Aangezien dus iets op geen enkele andere manier of orde door God voortgebracht had kunnen worden, en aangezien dat dit zo is inderdaad volgt uit de hoogste volmaaktheid van God, is er geen enkele goede reden die ons ertoe kan brengen te geloven dat God niet al wat in zijn intellect is ook wou scheppen met dezelfde volmaaktheid waarmee hij het begrijpt. Maar, zeggen ze, in de zaken bestaat er geen volmaaktheid of onvolmaaktheid, maar wat in hen is en waardoor ze volmaakt of onvolmaakt zijn, of goed of slecht genoemd worden, is uitsluitend afhankelijk van de wil van God. En dus, als God dat gewild had, had hij kunnen maken dat wat nu volmaaktheid is, de hoogste onvolmaaktheid is, en vice versa. Voorwaar, wat is dat anders dan openlijk bevestigen dat God, die datgene wat hij wil noodzakelijkerwijs begrijpt, door zijn wil kan maken dat hij iets op een andere manier begrijpt dan hij het begrijpt? Dat is (zoals ik net heb aangetoond) grotelijks absurd. Daarom kan ik dat argument tegen hen keren, en wel zo: ‘Alles is afhankelijk van de macht van God. Opdat de zaken anders zouden kunnen zijn, moet ook de wil van God noodzakelijkerwijs anders zijn; maar de wil van God kan niet anders zijn (zoals we net op allerevidentste wijze hebben aangetoond vanuit de volmaaktheid van God); en dus kunnen ook de zaken niet anders zijn.’ Ik zeg dat deze opinie, die alles onderwerpt aan een soort onverschillige wil van God en stelt dat alles afhankelijk is van zijn goedvinden, minder bezijden de waarheid is dan die van hen die stellen dat God alles om bestwil doet.
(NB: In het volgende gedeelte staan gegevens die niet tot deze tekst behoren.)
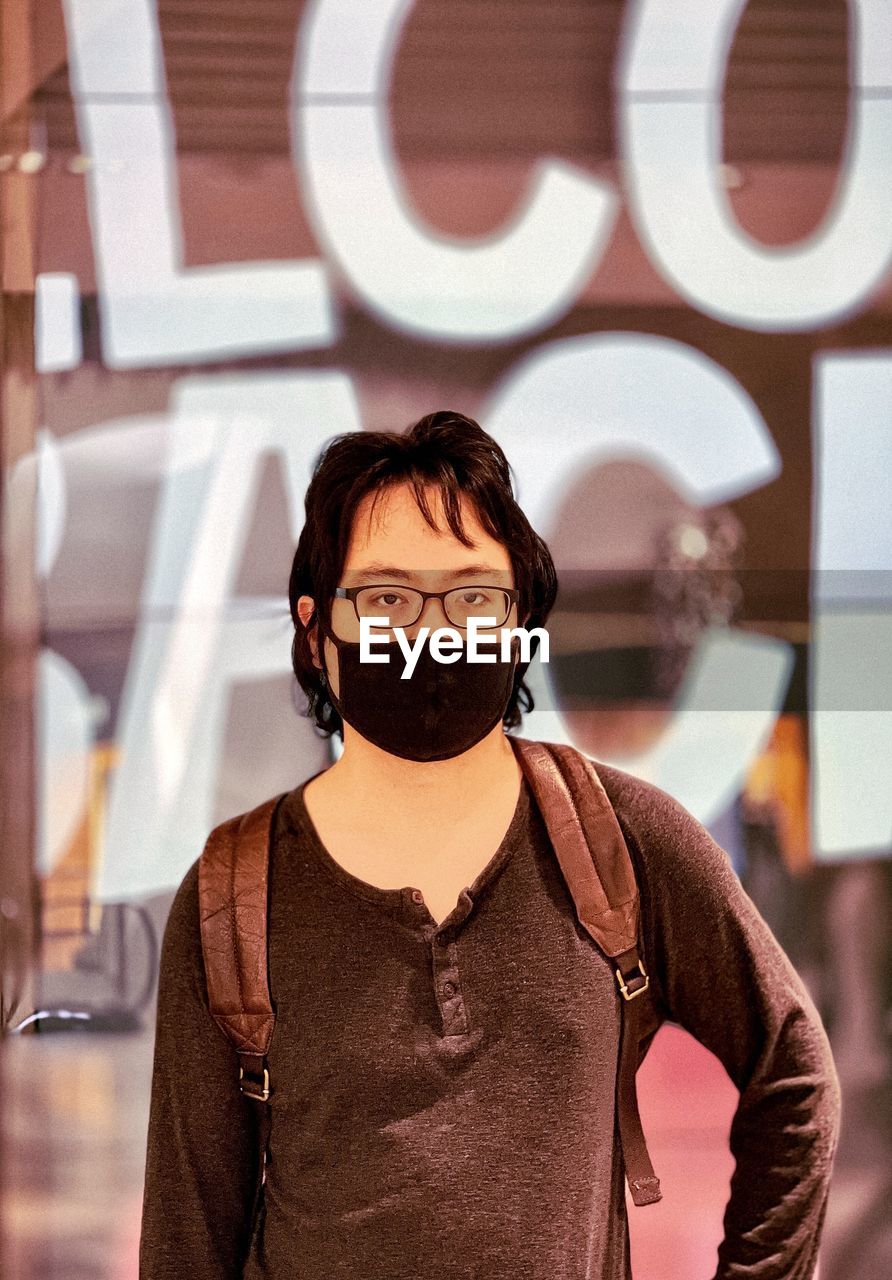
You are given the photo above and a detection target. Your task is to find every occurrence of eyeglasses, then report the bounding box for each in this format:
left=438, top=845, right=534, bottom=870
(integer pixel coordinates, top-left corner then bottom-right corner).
left=334, top=584, right=520, bottom=630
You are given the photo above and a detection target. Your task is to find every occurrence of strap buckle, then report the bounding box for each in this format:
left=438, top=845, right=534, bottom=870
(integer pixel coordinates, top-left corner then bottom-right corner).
left=238, top=1066, right=270, bottom=1102
left=616, top=960, right=650, bottom=1000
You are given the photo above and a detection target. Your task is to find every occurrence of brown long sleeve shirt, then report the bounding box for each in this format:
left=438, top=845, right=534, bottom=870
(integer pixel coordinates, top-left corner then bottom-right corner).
left=139, top=762, right=840, bottom=1280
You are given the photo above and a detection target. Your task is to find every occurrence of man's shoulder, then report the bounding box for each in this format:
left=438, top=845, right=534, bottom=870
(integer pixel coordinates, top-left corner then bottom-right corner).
left=591, top=759, right=737, bottom=892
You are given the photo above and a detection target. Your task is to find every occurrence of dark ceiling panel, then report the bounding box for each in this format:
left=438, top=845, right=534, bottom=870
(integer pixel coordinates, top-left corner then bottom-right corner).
left=33, top=0, right=848, bottom=163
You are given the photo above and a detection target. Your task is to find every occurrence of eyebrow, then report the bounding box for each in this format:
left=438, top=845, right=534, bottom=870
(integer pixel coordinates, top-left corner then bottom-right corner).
left=348, top=562, right=508, bottom=582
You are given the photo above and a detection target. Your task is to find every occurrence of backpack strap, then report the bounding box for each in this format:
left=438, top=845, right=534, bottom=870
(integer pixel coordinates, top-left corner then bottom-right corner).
left=198, top=791, right=287, bottom=1220
left=508, top=735, right=662, bottom=1204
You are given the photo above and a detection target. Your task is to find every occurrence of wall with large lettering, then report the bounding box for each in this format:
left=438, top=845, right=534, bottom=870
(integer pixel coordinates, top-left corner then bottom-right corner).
left=9, top=0, right=892, bottom=901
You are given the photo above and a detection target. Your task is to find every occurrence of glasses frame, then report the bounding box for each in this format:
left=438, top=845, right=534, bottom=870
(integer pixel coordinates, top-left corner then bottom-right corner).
left=334, top=582, right=521, bottom=631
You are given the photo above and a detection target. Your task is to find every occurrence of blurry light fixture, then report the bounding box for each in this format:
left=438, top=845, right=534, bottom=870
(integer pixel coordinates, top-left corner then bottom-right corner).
left=18, top=151, right=46, bottom=173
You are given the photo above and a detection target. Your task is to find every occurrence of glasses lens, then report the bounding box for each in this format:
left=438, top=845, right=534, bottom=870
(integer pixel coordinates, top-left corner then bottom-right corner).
left=445, top=586, right=511, bottom=627
left=356, top=586, right=422, bottom=627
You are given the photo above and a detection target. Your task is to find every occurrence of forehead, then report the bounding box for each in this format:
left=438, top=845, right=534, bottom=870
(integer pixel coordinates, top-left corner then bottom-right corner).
left=344, top=485, right=512, bottom=576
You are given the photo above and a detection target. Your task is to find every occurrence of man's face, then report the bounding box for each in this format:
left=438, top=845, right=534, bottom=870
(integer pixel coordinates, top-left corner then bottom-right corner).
left=298, top=484, right=518, bottom=698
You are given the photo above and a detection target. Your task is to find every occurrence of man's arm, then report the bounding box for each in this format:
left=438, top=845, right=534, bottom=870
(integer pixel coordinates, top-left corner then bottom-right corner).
left=599, top=767, right=841, bottom=1280
left=139, top=859, right=260, bottom=1280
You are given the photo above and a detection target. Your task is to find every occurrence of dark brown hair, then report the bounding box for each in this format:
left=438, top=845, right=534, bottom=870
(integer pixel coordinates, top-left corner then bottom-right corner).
left=288, top=410, right=558, bottom=737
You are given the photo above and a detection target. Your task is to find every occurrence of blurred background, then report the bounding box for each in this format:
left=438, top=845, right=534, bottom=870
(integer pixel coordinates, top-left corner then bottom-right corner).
left=0, top=0, right=892, bottom=1280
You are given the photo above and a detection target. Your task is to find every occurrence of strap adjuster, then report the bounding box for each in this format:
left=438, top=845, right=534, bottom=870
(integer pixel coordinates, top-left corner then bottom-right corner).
left=238, top=1066, right=270, bottom=1102
left=616, top=960, right=650, bottom=1000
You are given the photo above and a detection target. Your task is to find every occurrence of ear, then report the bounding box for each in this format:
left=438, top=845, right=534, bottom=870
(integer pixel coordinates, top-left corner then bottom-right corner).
left=297, top=595, right=321, bottom=669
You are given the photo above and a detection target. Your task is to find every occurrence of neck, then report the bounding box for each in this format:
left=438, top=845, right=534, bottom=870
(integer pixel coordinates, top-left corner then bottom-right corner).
left=328, top=723, right=521, bottom=826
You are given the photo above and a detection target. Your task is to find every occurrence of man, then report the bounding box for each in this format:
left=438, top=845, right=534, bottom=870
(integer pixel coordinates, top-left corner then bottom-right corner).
left=139, top=412, right=840, bottom=1280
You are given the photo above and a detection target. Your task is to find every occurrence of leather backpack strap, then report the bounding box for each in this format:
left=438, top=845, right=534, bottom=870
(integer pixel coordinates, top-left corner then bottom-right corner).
left=508, top=735, right=662, bottom=1204
left=198, top=791, right=287, bottom=1219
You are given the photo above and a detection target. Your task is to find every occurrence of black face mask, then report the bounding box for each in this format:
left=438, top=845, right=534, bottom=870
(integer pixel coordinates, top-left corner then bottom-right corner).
left=320, top=620, right=518, bottom=760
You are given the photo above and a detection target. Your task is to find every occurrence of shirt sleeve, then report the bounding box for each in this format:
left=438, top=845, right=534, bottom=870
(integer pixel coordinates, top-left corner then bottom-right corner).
left=139, top=859, right=260, bottom=1280
left=601, top=762, right=841, bottom=1280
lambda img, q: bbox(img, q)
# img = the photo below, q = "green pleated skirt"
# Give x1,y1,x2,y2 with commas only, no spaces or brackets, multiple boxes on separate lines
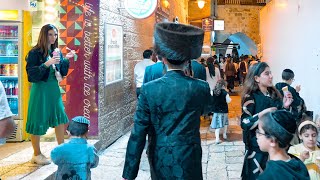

Want die bevestigen dat er iets is buiten God dat niet afhankelijk is van God, waarmee God rekening houdt als een voorbeeld bij zijn handelen, of waarop hij zich richt als op een zeker doel. Dat is gewis niets anders dan God onderwerpen aan het lot en iets absurder dan dat kan men over God niet beweren, die zoals wij aantoonden zowel van de essentie van alle zaken als van hun existentie de eerste en unieke vrije oorzaak is. Het is dan ook niet zo dat ik nog tijd verspil om zoiets absurds te weerleggen.
Latijnse tekst
PROPOSITIO XXXIII: Res nullo alio modo neque alio ordine a Deo produci potuerunt quam productæ sunt.
DEMONSTRATIO: Res enim omnes ex data Dei natura necessario sequutæ sunt (per propositionem 16) et ex necessitate naturæ Dei determinatæ sunt ad certo modo existendum et operandum (per propositionem 29). Si itaque res alterius naturæ potuissent esse vel alio modo ad operandum determinari ut naturæ ordo alius esset, ergo Dei etiam natura alia posset esse quam jam est ac proinde (per propositionem 11) illa etiam deberet existere et consequenter duo vel plures possent dari Dii, quod (per corollarium I propositionis 14) est absurdum. Quapropter res nullo alio modo neque alio ordine etc. Q.E.D.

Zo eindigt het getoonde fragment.